Domainz (unsurprisingly) provide services around Domain name registration and renewals here in NZ. I have nothing against Domainz, other than the fact that they sell themselves as “The Kiwi Webexperts”.
I personally don’t use Domainz for any of the hundreds of domains I own, however some of my customers have, so I’m often forced to use their customer portal.
There’s 2 main issues I have:
The customer portal doesn’t actually allow you to do anything useful
When ‘managing’ a domain, there’s basically 2 options. “Redirect to an Existing Website” where you can enter a single IP address, and “Forward All Domain Mail to Another Email Account“. Want to specify multiple MX records so you can have a proper shot at some email redundancy? Nope, email customer support. Want to add some subdomains? Nope, email customer support. Basically anything useful and you need to email customer support.

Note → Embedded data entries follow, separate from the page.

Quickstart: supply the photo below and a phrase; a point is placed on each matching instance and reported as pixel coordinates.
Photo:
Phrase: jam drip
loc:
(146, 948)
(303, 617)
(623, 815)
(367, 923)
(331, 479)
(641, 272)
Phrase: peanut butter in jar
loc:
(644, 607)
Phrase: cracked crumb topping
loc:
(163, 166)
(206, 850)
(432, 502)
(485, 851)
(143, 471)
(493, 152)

I’m not even going to touch on the usability issues with the way the login forces a modal popup which then spans another window after login, or how some domains aren’t listed in some areas for various reasons. At least they’re performing password changes over https, although you might not see that, because the site uses framesets and so the main address stays as http even through the change password frame’s content is loaded securely.
Anyway, once you’ve emailed customer support, you get to point #2:
Their security practices are a complete joke
After emailing customer support requesting to make changes that we should be able to make ourselves, we get this:
As a method of verification I will need your Name Holder ID password to verify you to make these changes.
Could you please reply back with the password in order for me to make these changes.
How the hell is this still acceptable? Ownership and management of domains is a pretty important part of the identity of a business, and it’s certainly an easy attack vector against any company, so you want to protect them. However Domainz “The Kiwi Webexperts” are forcing you to send them your password via clear text as a method of verification. Seriously? In 2012?
The next question is whether this means that the passwords are stored in clear text their end, so they can compare them visually, or whether they login to your account as you would in order to ensure “Yep this person has access”. Option 2 is slightly less terrifying than option 1, however both options are pretty pathetic from a security/process standpoint.
I should note that the Customer Service people are usually pretty friendly, and this is nothing against them, but more against the systems that the company has in place.
Bottom line, if you’re looking to register some domains, I suggest looking at a provider who takes your security seriously, and is willing to give you the tools to make your life easier – although to be fair there’s a lot of terrible domain management sites out there. I’m not going to mention any names, however I’m pretty happy with the providers I use, so if you want an opinion then feel free to flick me a line.
Domainz, seriously, sort your site out and improve your security.